Par ailleurs, si Monsieur [X] [T] produit des éléments dans le cadre de la présente instance afin de justifier de l0 ventes de véhicules réalisées, de tels éléments ne sauraient remettre en cause le redressement opéré.
Il appartenait en premier lieu à Monsieur [X] [T] pour que ces éléments puissent être le cas échéant pris en compte dans le cadre du calcul des sommes dues au titre du redressement, de les communiquer à l’URSSAF au cours des opérations de contrôle et non a posteriori au titre de la présente instance.
De surcroît Monsieur [X] [T] ne justifie aucunement avoir procédé auprès des services fiscaux et des URSSAF à la déclaration des revenus perçus au titre de ces ventes de véhicules d’occasion, ayant en outre reconnu 12 ventes réalisées entre le 07 janvier 2018 et le 30 mai 2019 et la mise en vente de 35 véhicules entre le 09 août 2019 et le 07 octobre 2019.
Au regard de l’ensemble de ces éléments l’infraction de travail dissimulé est parfaitement établie et justifie le redressement opéré sur la base des calculs et montants développés par l’URSSAF dans le cadre de ces écritures.
Monsieur [X] [T] sera en conséquence condamné au paiement de la somme de 35375 euros telle que réclamée par l’URSSAF, et ce sans préjudice des majorations de retard complémentaires à décompter au jour du règlement intégral du rappel de cotisations.
Sur les dépens
En application de l’article R142-1-A du code de la sécurité sociale, sous réserve des dispositions particulières, les demandes portées devant les juridictions spécialement désignées en application des articles L. 211-16 , L. 311-15 et L. 311-16 du code de l’organisation judiciaire sont formées, instruites et jugées, au fond comme en référé, selon les dispositions du code de procédure civile.

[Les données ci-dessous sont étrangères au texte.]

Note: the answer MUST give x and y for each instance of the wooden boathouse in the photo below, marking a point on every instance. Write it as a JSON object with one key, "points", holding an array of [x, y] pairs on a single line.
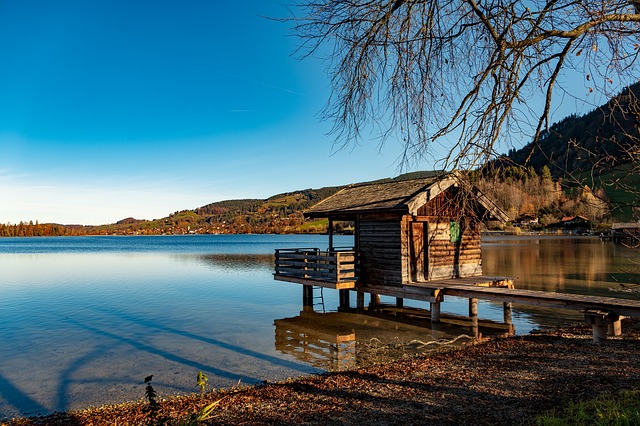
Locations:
{"points": [[420, 239]]}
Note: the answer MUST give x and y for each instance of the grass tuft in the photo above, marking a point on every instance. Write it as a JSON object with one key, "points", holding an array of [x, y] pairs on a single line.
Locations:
{"points": [[620, 409]]}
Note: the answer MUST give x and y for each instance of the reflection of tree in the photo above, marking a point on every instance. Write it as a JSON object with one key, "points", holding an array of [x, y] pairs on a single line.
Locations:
{"points": [[553, 264], [239, 261]]}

L’article 696 du code de procédure civile dispose que « La partie perdante est condamnée aux dépens, à moins que le juge, par décision motivée, n’en mette la totalité ou une fraction à la charge d’une autre partie.
Les conditions dans lesquelles il peut être mis à la charge d’une partie qui bénéficie de l’aide juridictionnelle tout ou partie des dépens de l’instance sont fixées par les dispositions de la loi n° 91-647 du 10 juillet 1991 et du décret n° 2020-1717 du 28 décembre 2020. »

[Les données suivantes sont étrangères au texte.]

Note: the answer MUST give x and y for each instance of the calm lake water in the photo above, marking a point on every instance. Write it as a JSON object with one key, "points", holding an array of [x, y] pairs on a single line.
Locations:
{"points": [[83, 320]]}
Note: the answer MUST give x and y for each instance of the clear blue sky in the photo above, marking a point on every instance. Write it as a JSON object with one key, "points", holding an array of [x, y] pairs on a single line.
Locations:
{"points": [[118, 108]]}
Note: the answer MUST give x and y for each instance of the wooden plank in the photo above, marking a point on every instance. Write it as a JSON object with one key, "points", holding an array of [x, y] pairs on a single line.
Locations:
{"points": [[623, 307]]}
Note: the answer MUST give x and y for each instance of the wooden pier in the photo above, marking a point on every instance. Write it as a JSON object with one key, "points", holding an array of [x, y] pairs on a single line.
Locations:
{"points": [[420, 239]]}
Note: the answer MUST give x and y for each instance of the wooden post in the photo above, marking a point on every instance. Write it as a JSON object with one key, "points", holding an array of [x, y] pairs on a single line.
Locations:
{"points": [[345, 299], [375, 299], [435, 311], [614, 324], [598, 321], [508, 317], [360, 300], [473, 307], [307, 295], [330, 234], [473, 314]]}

En l’espèce, Monsieur [X] [T] étant partie succombante, il sera condamné aux dépens.
Sur l’exécution provisoire
Aux termes de l’article R142-10-6 al 1 du code de la sécurité sociale, le tribunal peut ordonner l’exécution par provision de ses décisions.

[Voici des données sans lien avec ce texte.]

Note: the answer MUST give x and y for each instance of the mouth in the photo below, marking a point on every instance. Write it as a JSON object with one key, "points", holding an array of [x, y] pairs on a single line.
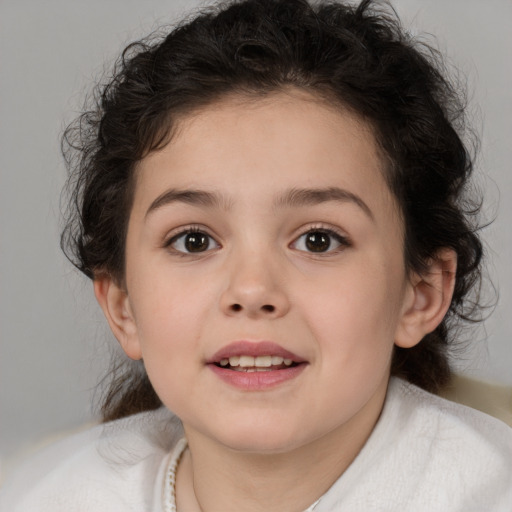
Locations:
{"points": [[256, 366]]}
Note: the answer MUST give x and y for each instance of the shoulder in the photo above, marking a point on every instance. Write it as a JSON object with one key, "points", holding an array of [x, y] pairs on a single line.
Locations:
{"points": [[431, 413], [458, 450], [426, 453], [104, 468]]}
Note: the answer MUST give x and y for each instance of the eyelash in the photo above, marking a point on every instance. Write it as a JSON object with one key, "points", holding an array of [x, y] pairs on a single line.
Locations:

Eu égard à la nature et à l’ancienneté du litige, l’exécution provisoire sera ordonnée.
PAR CES MOTIFS
Le Tribunal, après débats en audience publique, statuant publiquement par décision contradictoire, mise à disposition au greffe et rendue en premier ressort,
DECLARE recevable le recours contentieux formé Monsieur [X] [T] ;
REJETTE les demandes formées par Monsieur [X] [T] ;
CONFIRME la décision de la Commission de recours amiable en date du 01 juillet 2022 et l’ensemble des chefs de redressement visés dans la lettre d’observations de l’URSSAF LORRAINE en date du 08 octobre 2021 ;
CONDAMNE Monsieur [X] [T] à verser à l’URSSAF LORRAINE la somme de totale de 35 375 euros en deniers ou quittances valables, outre les majorations supplémentaires prévues à l’article R243-16 du code de la sécurité sociale ;
CONDAMNE Monsieur [X] [T] aux dépens ;
DEBOUTE les parties de leurs demandes, fins, et conclusions, plus amples ou contraires ;
ORDONNE l’exécution provisoire de la présente décision.
Ainsi jugé les jour, mois et an susdits et Nous avons signé avec la Greffière, après lecture faite.